Boxy and imposing, with synthetic upholstery in two-tone salmon (in impossibly like-new condition!), a brute of a club chair has been kicked to the curb in my west-end Toronto neighbourhood in the midst of an August heat wave. The companion sofa sits beside it. They are old, but not old-fashioned, representing an aspirational design choice for an average homeowner probably seventy-plus years ago. These objects were designed and manufactured, chosen and purchased by a consumer, installed in a home, and used in daily life. Now, it appears that the matched set has come to the end of its useful life. Garbage day pickup looms like an executioner.

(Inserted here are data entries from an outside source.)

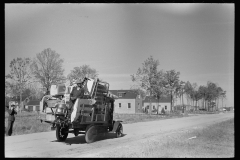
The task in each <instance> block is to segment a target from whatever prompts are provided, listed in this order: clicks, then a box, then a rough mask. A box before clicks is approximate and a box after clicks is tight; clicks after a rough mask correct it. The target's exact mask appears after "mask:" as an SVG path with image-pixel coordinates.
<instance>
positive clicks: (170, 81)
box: [164, 70, 180, 111]
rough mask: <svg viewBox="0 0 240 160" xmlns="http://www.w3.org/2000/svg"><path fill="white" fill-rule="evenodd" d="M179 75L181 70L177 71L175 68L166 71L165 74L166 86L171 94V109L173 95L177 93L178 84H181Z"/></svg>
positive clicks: (164, 80)
mask: <svg viewBox="0 0 240 160" xmlns="http://www.w3.org/2000/svg"><path fill="white" fill-rule="evenodd" d="M179 75H180V72H176V71H175V70H170V71H166V73H165V74H164V79H165V80H164V83H165V84H164V86H165V88H166V89H167V90H168V94H170V96H171V111H172V105H173V95H174V94H175V92H176V89H177V86H178V85H179Z"/></svg>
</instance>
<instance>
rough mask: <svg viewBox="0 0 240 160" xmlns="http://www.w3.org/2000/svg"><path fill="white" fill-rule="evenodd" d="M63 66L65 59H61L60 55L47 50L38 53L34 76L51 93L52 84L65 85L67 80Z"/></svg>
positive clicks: (55, 52)
mask: <svg viewBox="0 0 240 160" xmlns="http://www.w3.org/2000/svg"><path fill="white" fill-rule="evenodd" d="M62 64H63V59H61V58H60V55H59V54H58V53H56V52H55V51H53V50H51V49H50V48H47V49H44V50H43V51H42V52H41V53H38V54H37V55H36V58H35V59H34V60H33V63H32V65H31V69H32V74H33V75H34V77H35V78H36V79H37V80H38V81H39V82H40V83H41V84H42V86H43V87H44V88H46V90H47V91H49V89H50V86H51V85H52V84H56V83H64V82H65V80H66V78H65V77H64V76H63V72H64V69H62Z"/></svg>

Like all aspects of our designed and built environment, this furniture has history: it has a cultural, material and aesthetic context; it has spatial and tactile presence that represents its era; in form and colour it brandishes clues to an aesthetic code rooted in the fashions of a far-away elite market. Who – what collection of designers, crafts people, and furniture makers – designed and made it? Which tools, machines, materials, textiles and hardware were required for its manufacturing? How was it promoted and merchandised? Where and how was it sold? What lifestyle visions did it support and how was it used?
Cultural heritage and values are part of any investigation of material culture. What questions do you have about this piece of furniture? How can we develop new lines of questioning? And how does this investigation help us to connect design history and theory with contemporary design practice?